Bienvenidos a Seúl.


Que hayan situado una estatua de nuestro logo en uno de los paseos junto al río Han habla bien a las claras del hospitalario carácter de los coreanos.

Vale, vale. Pongamos que es casualidad, que no sabían que yo iba allí de visita, ni siquiera que escribo en este blog, e incluso que desconocían la existencia del mismo. Pongamos que el parecido de este barco con el nuestro es mera coincidencia. Aun así el título de este post no ha sido puesto al azar, porque desde el primer momento que llegamos a Seúl nos sentimos bienvenidos a este país.

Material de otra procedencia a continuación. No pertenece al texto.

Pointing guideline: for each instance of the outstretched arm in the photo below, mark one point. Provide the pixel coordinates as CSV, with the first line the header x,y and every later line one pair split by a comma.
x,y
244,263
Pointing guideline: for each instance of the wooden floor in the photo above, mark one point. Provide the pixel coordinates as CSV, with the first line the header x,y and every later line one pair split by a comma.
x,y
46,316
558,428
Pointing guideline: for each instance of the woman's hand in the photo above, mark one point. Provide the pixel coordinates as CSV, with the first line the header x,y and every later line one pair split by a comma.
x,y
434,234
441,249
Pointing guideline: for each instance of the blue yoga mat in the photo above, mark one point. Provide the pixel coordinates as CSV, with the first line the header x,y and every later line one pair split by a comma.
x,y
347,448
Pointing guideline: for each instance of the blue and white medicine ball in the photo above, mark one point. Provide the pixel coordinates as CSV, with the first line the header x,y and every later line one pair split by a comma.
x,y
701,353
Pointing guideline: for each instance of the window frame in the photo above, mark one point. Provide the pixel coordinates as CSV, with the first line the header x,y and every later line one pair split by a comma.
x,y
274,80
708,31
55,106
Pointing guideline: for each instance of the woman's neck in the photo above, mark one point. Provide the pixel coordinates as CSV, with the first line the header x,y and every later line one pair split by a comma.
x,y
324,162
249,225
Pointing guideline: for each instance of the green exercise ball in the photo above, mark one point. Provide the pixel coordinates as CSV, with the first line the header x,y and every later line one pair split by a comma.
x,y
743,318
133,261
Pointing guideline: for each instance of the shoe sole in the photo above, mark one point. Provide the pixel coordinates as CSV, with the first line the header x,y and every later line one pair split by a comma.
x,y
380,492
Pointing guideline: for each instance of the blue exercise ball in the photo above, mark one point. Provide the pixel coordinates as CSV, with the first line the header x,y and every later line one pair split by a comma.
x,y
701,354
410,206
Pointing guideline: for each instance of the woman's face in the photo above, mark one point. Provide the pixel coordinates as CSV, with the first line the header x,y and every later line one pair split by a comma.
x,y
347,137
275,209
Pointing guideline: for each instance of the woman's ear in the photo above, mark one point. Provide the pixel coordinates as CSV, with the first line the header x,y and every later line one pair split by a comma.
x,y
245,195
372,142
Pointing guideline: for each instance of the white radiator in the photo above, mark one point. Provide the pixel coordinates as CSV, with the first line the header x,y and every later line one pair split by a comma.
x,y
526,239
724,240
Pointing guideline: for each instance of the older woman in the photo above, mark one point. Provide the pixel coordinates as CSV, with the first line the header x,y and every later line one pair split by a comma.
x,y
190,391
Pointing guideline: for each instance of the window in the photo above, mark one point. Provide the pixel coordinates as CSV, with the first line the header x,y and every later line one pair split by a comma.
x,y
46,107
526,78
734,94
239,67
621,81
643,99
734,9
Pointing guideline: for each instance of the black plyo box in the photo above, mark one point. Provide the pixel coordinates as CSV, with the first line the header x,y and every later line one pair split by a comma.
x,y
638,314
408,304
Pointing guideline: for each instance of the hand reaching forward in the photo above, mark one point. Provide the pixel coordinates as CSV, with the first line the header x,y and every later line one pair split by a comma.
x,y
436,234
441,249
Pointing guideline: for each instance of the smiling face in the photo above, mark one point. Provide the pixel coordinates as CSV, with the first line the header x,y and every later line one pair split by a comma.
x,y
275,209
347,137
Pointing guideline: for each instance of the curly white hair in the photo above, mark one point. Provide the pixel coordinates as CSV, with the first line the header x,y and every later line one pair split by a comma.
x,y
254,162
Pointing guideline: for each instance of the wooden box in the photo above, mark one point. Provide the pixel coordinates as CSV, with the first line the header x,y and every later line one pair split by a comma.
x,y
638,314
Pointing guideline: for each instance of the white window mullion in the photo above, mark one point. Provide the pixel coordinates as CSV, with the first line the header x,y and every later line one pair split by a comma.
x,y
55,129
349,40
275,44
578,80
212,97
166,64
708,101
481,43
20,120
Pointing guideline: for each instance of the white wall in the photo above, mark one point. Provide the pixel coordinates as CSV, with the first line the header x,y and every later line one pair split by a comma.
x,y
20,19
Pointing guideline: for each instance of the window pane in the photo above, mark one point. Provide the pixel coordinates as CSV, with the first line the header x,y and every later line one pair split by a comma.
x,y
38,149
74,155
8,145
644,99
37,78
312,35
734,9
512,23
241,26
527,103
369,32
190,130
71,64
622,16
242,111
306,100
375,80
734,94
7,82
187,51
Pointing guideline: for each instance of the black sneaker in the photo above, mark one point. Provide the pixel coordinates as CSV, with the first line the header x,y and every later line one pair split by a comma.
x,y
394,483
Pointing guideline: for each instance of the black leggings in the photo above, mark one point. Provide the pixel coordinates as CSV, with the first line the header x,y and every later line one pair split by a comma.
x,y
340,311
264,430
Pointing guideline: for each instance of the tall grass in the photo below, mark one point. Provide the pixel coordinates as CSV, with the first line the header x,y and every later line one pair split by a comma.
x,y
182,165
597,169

Seamos sinceros, no fue desde el primer momento. Llegamos a altas horas de la madrugada y por un mal entendido perdimos los autobuses que Korean Air había dispuesto para los pasajeros de su último vuelo. Acosados por los taxistas piratas, nos fuimos a la cola de los taxis oficiales. Allí, en primer lugar había un taxi negro (de color), nos habían advertido que los de este tipo eran más caros, pero dadas las circunstancias lo cogimos, eso sí, viniendo como veníamos de China, pactando el precio de antemano.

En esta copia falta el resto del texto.